In Furman, my Brothers Stewart and White concurred in the judgment largely on the ground that the death penalty had been so infrequently imposed that it made no contribution to the goals of punishment. Mr. Justice Stewart stated that “the petitioners are among a capriciously selected random handful upon whom the sentence of death has in fact been imposed.” Furman v. Georgia, 408 U. S., at 309-310. Mr. Justice White relied on his conclusion that “the penalty is so infrequently imposed that the threat of execution is too attenuated to be of substantial service to criminal justice.” Id., at 313. These conclusions have proved to be equally valid under the sentencing schemes upheld in Gregg.

See C. Black, Capital Punishment: The Inevitability of Caprice and Mistake (1974); Black, Due Process for Death: Jurek v. Texas and Companion Cases, 26 Cath. U. L. Rev. 1 (1976).

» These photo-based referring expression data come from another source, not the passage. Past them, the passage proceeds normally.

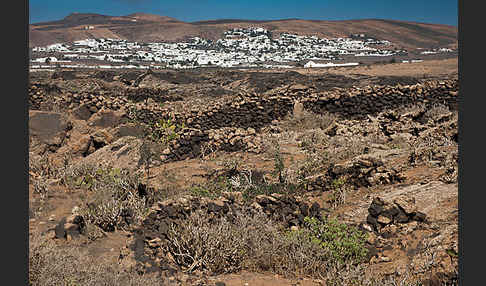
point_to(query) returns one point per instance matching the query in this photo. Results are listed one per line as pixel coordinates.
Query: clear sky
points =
(427, 11)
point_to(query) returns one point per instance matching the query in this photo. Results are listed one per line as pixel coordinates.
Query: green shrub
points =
(346, 244)
(112, 195)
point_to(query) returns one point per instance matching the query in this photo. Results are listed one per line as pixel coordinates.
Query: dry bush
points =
(113, 200)
(244, 241)
(51, 264)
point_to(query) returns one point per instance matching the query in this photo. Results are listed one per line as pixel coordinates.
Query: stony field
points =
(245, 177)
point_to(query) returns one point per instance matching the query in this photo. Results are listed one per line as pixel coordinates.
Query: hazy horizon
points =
(433, 12)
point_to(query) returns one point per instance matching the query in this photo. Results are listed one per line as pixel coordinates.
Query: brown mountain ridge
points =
(142, 27)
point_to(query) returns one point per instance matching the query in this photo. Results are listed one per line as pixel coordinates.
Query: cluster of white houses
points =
(240, 47)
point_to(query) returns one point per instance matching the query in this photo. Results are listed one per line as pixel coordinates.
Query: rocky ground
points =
(227, 177)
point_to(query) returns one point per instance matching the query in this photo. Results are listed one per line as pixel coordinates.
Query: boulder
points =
(48, 127)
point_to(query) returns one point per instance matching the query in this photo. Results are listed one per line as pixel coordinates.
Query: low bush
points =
(245, 241)
(51, 264)
(113, 199)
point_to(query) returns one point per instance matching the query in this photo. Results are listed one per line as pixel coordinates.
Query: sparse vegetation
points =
(113, 201)
(52, 264)
(220, 245)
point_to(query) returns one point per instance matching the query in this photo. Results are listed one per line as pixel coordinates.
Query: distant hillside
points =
(143, 27)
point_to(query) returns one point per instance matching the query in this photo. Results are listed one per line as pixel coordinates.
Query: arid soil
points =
(124, 164)
(153, 28)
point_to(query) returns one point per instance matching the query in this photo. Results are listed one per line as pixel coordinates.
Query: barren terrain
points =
(342, 176)
(153, 28)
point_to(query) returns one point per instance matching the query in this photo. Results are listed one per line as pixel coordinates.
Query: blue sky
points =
(428, 11)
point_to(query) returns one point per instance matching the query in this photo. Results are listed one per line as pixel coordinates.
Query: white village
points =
(239, 48)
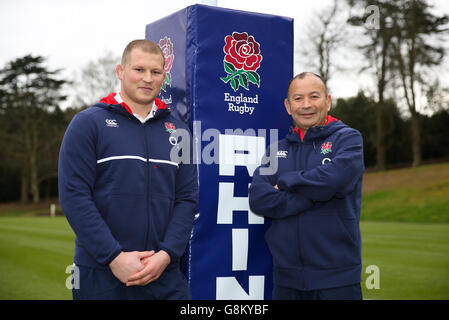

In Holton v. State, 243 Ga. 312, 253 S. E. 2d 736, cert. denied, 444 U. S. 925 (1979), thé court reversed a sentence of death on the grounds that the trial judge had given an inadequate charge on mitigating circumstances and that the jury had not been informed that it could recommend a life sentence even though it found a statutory aggravating circumstance. Although in dictum it indicated disapproval of a statutory circumstance based solely on depravity of mind, the court did not reverse the jury’s finding under § (b)(7). See also n. 4, supra.

See Willis v. State, 243 Ga. 185, 253 S. E. 2d 70, cert. denied, 444 U. S. 885 (1979); Baker v. State, 243 Ga. 710, 257 S. E. 2d 192 (1979); Legare v. State, 243 Ga. 744, 257 S. E. 2d 247, cert. denied, 444 U. S. 984 (1979) ; Green v. State, 242 Ga. 261, 249 S. E. 2d 1 (1978), rev’d on other grounds, 442 U. S. 95 (1979); Young v. State, 239 Ga. 53, 236 S. E. 2d 1, cert. denied, 434 U. S. 1002 (1977); Gaddis v. State, 239 Ga. 238, 236 S. E. 2d *441594 (1977), cert. denied, 434 U. S. 1088 (1978); Davis v. State, 236 Ga. 804, 225 S. E. 2d 241, rev’d on other grounds, 429 U. S. 122 (1976); Jarrell v. State, 234 Ga. 410, 216 S. E. 2d 258 (1975), cert. denied, 428 U. S. 910 (1976); Floyd v. State, 233 Ga. 280, 210 S. E. 2d 810 (1974), cert. denied, 431 U. S. 949 (1977); House v. State, 232 Ga. 140, 205 S. E. 2d 217 (1974), cert. denied, 428 U. S. 910 (1976). The Georgia court has given an extraordinarily broad meaning to the word “torture.” Under that court’s view, “torture” may be present whenever the victim suffered pain or anticipated the prospect of death. See Campbell v. State, 240 Ga. 352, 240 S. E. 2d 828 (1977), cert. denied, 439 U. S. 882 (1978); Blake v. State, 239 Ga. 292, 236 S. E. 2d 637, cert. denied, 434 U. S. 960 (1977); Banks v. State, 237 Ga. 325, 227 S. E. 2d 380 (1976), cert. denied, 430 U. S. 975 (1977). That interpretation would of course enable a jury to find a § (b) (7) aggravating circumstance in most murder cases.